The expressionists focused on the expressive distortions of El Greco. According to Franz Marc, one of the principal painters of the German expressionist movement, "we refer with pleasure and with steadfastness to the case of El Greco, because the glory of this painter is closely tied to the evolution of our new perceptions on art". Jackson Pollock, a major force in the abstract expressionist movement, was also influenced by El Greco. By 1943, Pollock had completed sixty drawing compositions after El Greco and owned three books on the Cretan master.
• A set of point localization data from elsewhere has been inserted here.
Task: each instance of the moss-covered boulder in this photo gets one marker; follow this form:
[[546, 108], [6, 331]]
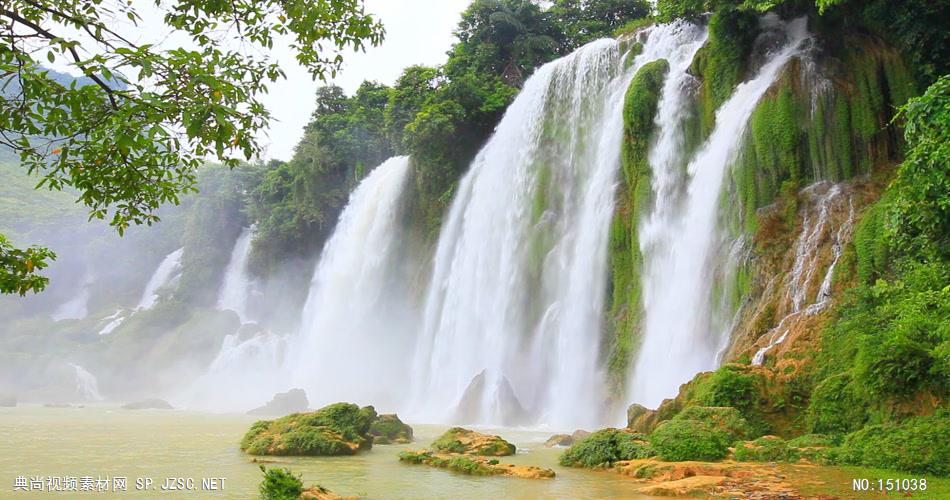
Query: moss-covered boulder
[[474, 466], [466, 442], [606, 446], [388, 429], [679, 440], [337, 429]]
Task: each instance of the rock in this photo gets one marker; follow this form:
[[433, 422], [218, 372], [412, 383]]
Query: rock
[[559, 440], [337, 429], [503, 407], [466, 442], [579, 434], [686, 487], [320, 493], [388, 429], [284, 403], [148, 404], [566, 439], [474, 466], [605, 447], [640, 418]]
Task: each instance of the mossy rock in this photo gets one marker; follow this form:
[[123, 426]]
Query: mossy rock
[[918, 445], [474, 466], [388, 429], [337, 429], [466, 442], [765, 449], [724, 419], [606, 446], [679, 440]]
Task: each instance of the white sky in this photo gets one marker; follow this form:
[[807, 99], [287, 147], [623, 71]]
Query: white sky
[[417, 32]]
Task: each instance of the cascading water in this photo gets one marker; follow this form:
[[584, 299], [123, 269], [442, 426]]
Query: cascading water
[[78, 306], [245, 373], [164, 274], [86, 384], [513, 312], [356, 327], [680, 240], [800, 281], [237, 285], [356, 324]]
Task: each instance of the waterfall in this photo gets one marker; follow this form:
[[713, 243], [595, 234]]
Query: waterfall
[[245, 373], [512, 316], [86, 384], [680, 241], [237, 285], [356, 327], [828, 198], [161, 277], [78, 306]]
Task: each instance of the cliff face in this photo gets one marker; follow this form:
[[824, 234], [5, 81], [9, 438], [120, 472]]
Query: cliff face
[[819, 148]]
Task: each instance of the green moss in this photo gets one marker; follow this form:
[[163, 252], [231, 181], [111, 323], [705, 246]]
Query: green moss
[[337, 429], [280, 484], [835, 407], [460, 440], [634, 192], [726, 420], [765, 449], [679, 440], [606, 446], [388, 429], [721, 63], [463, 465], [918, 445]]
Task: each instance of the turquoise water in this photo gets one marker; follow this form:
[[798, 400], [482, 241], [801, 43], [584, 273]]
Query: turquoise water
[[108, 441]]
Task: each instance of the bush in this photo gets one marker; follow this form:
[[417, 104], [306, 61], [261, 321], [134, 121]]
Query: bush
[[724, 419], [679, 440], [337, 429], [766, 449], [280, 484], [606, 446], [918, 445], [834, 407]]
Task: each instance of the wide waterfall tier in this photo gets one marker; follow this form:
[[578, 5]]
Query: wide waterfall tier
[[357, 325], [512, 320], [681, 243]]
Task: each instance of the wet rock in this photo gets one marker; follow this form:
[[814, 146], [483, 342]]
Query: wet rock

| Portrait of Jorge Manuel Theotocopoulos (1600-1605, oil on canvas, 81 x 56 cm, Museo Provincial de Bellas Artes, Seville) |  |

Contemporary painters are also inspired by El Greco's art. Kysa Johnson used El Greco's paintings of the Immaculate Conception as the compositional framework for some of her works, and the master's anatomical distortions are somewhat reflected in Fritz Chesnut's portraits.

El Greco's personality and work were a source of inspiration for poet Rainer Maria Rilke. One set of Rilke's poems (Himmelfahrt Mariae I.II., 1913) was based directly on El Greco's Immaculate Conception. Greek writer Nikos Kazantzakis, who felt a great spiritual affinity for El Greco, called his autobiography Report to Greco and wrote a tribute to the Cretan-born artist.

In the 1947 Spanish film Lady in Ermine, El Greco is played by José Prada.

In 1998, the Greek electronic composer and artist Vangelis published El Greco, a symphonic album inspired by the artist. This album is an expansion of an earlier album by Vangelis, Foros Timis Ston Greco (A Tribute to El Greco, Greek: Φόρος Τιμής Στον Γκρέκο).

The life of the Cretan-born artist is the subject of El Greco, a 2007 Greek-Spanish film directed by Yannis Smaragdis and starring British actor Nick Ashdon as El Greco.